The single most impressive part of Ellenbogengesellschaft, though, is simply that the tracks are beautifully written, with waves of  passion and fury and exhaustion and loneliness and despondency and bitterness all depicted in the rise and fall of songs that feel as though they’re alive and breathing. Take “Ruhelos” (“Rest-less”), which features a guest appearance from vocalist J.J. of fellow Austrian post-black outfit Harakiri for the Sky. The lengthy opening section is a thoughtful strummed chord progression with an undercurrent of urgency upon which a melody is layered and grown. A drum fill leads into the track’s main body, J.J.’s anguished screams leading and then giving way to L.G.’s higher, hoarser shrieks. It progresses through a more expansive section without breaking tempo, fascinating drum patterns at the forefront, the two vocalists scream as a pair on more than one occasion, and there’s an elegant passage of those clean choral harmonies before the track soars to its climactic finish as all the clean and both harsh vocals layer atop one another. It’s emblematic of the album, bringing to life waves of emotion, making them feel genuine and relatable. 

L.G.’s lyrics, mostly in German but periodically peppered with English lines, are likewise tied tightly into the trajectory and composition of the songs, an inseparable part of the whole. “Unsterblich” (“Immortal”), for example, builds a narrative that begins with an intense traditional black metal passage as the speaker discusses the concept of finite life and saying that they’re not ready for it to end yet. It moves through crashing turmoil, lyrically and musically, then arpeggiated acoustic guitar piano introduce a moment of reflection: “I’ve been alive too long / To hide the pain hurts even more”. The final stretch of wounded frenzy arrives in the fury of a thunderstorm as the tremolos, blasts, and words all come to a violent denouement: “Es gibt hier nichts mehr zu sammeln, in diesen Tod will ich geh’n / Lieber ein kurzes Leben als Freunde gehen seh’n / Ein Fleisch verdirbt durch Einsamkeit, nicht Ewigkeit”, which means “There is nothing more to collect here, I want to go to this death / Better a short life than to see friends go / A flesh perishes through loneliness, not eternity”. Chills. 

Photo by Anne C. Swallow

Suffice it to say that if you like well-written post-black metal, the kind where each moment is painstakingly crafted to bare part of the artist’s soul, then Ellenbogengesellschaft is for you.

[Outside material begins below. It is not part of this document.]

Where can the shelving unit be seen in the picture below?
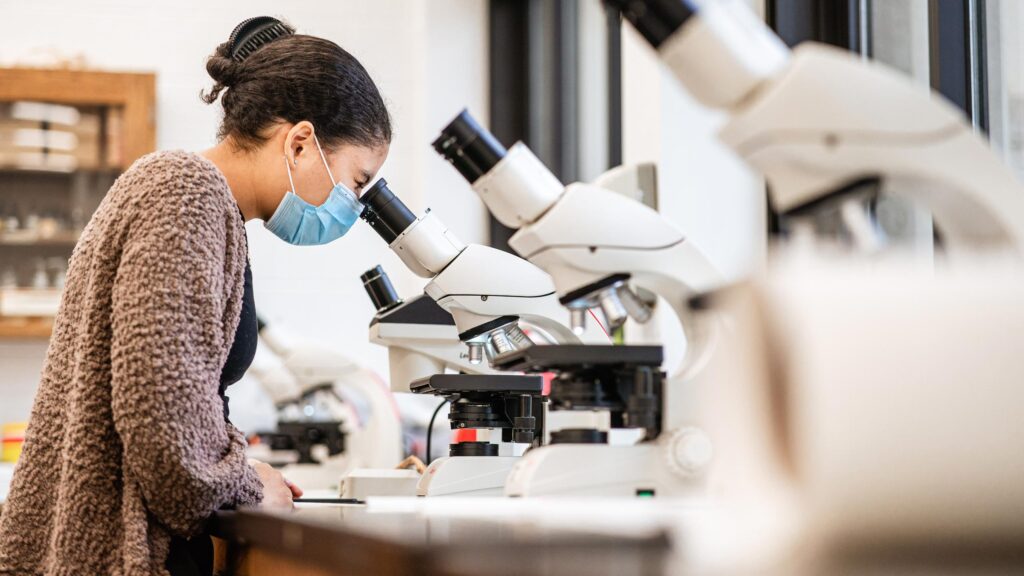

It’s the best Ellende release yet by a comfortable margin, somehow better than the sum of its impressive parts. There are icy blades of high second wave riffing and sweeping atmoblack melodies in songs like “Hand aufs Herz” (“Hand on heart”), and delightfully nuanced drum parts that bring life to post-black majesty—check out the extended 6/8 against 3/4 pattern in “Abschied” (“Parting”). The album’s heartrending final track “Verletzlich” (“Vulnerable”) even ends with spoken word samples pulled from a 1966 interview with painter Francis Bacon—the final words of the excerpt are “All art has now become completely a game by which man distracts himself”—before the ambient sounds of a train crossing close the 49-minute experience. It’s a package that needs to be heard in one sitting to best appreciate its intimate and affecting vision. 

THE BOTTOM LINE

There’s a new member in the pantheon of essential post-black metal albums: Ellende’s Ellenbogengesellschaft is an essentially flawless record, one in which each and every element is carefully and meaningfully placed. It’s a notable progression and improvement on the previous releases in the project’s outstanding catalogue, and it’s not to be missed by any fan of the style.